Building Heights: Why do builders and developers ask for more?
Here’s a situation that should sound familiar. A homebuilder proposes a condominium building with more stories than is permitted in the community design plan, the Official Plan or the zoning by-law. Community association representatives are opposed. The local councillor and planning committee members are upset. The issue on people’s minds is, “why do builders and developers always ask for more than is permitted by the rules?” More often than not, the builder’s response is, “we need the changes for economic reasons” with little more in the way of an explanation.
As Ottawa continues to promote building within the greenbelt (intensification), these situations aren’t going to fade away. So, what do homebuilders mean by “economic reasons”.
On average, a tall building project takes three to four years to complete. During this time, the builder/developer is spending money without earning any money in return. Homebuilding is a risky business that requires deep pockets and strong nerves. It’s also a very competitive business (the Greater Ottawa Home Builders’ Association includes 40 homebuilders, 45 home renovators and 360 members altogether).
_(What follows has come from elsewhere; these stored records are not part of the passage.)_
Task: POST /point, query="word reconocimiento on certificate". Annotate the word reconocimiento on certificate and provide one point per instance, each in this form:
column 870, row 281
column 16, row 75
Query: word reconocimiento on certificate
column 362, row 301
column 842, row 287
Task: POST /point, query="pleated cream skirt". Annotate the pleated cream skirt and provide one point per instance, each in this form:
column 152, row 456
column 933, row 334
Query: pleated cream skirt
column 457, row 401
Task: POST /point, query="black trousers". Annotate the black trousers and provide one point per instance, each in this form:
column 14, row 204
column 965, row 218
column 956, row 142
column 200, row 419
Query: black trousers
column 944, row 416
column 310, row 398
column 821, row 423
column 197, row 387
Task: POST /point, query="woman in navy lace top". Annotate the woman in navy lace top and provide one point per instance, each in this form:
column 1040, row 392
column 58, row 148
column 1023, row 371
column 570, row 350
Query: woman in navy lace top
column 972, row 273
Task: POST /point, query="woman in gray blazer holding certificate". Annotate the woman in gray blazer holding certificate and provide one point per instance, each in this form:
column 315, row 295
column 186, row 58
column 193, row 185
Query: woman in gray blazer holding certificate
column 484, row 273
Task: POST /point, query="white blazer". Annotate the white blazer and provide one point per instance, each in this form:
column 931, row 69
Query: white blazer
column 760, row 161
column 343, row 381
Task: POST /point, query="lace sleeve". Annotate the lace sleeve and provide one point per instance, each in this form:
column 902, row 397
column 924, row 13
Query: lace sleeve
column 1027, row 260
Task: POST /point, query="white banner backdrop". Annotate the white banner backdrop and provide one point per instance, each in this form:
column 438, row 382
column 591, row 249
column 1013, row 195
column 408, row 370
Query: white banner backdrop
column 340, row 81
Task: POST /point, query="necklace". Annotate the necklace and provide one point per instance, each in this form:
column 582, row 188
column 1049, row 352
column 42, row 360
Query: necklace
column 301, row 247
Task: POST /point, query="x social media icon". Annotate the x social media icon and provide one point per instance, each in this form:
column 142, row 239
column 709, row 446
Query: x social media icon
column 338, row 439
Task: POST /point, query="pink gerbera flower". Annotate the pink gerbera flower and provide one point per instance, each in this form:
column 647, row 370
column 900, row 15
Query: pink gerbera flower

During the building process, it is common for a builder to face challenges that were not anticipated at the time of purchase (this should resonate with most of us who have renovated our homes). For instance, much of the land in downtown Ottawa is composed of unstable soil. If building a tall building on this type of land, the builder may be required to reinforce the building site at a significant cost. Oftentimes, a building will be proposed for a site where the soil is contaminated (gas stations) and this will require substantial efforts to clean up the soil.
Ottawa’s urban core has antiquated pipes and sewers, with some dating back 150 years. It is not uncommon for a builder to discover that the existing infrastructure cannot support the requirements of the proposed project. In order to proceed, the builder will be required to pay for the pipes and sewer extensions needed to connect the building to the city’s infrastructure.
Homebuilders understand that people have a less than favourable view of our industry. However; when a homebuilder cites “economic reasons” in support of a change to what is permitted under the rules, it is because these changes are needed to make the project work. Without a flexible approach to building heights, we will find ourselves with a vacant lot or a building that is too old to renovate. At the end of the day we should ask ourselves, “do we want a building that brings new shops, restaurants and amenities to our communities or do we prefer a vacant lot?”
Managing how Ottawa grows and develops requires balancing the interests of landowners, homebuilders and developers with those of the neighbouring communities and our city. Homebuilders are not seeking the freedom to do as they please rather they are seeking a flexible and balanced approach to the rules around homebuilding and development. With the right approach in place, we can all work together to build the city we want, while doing a better job of managing the change that comes with it.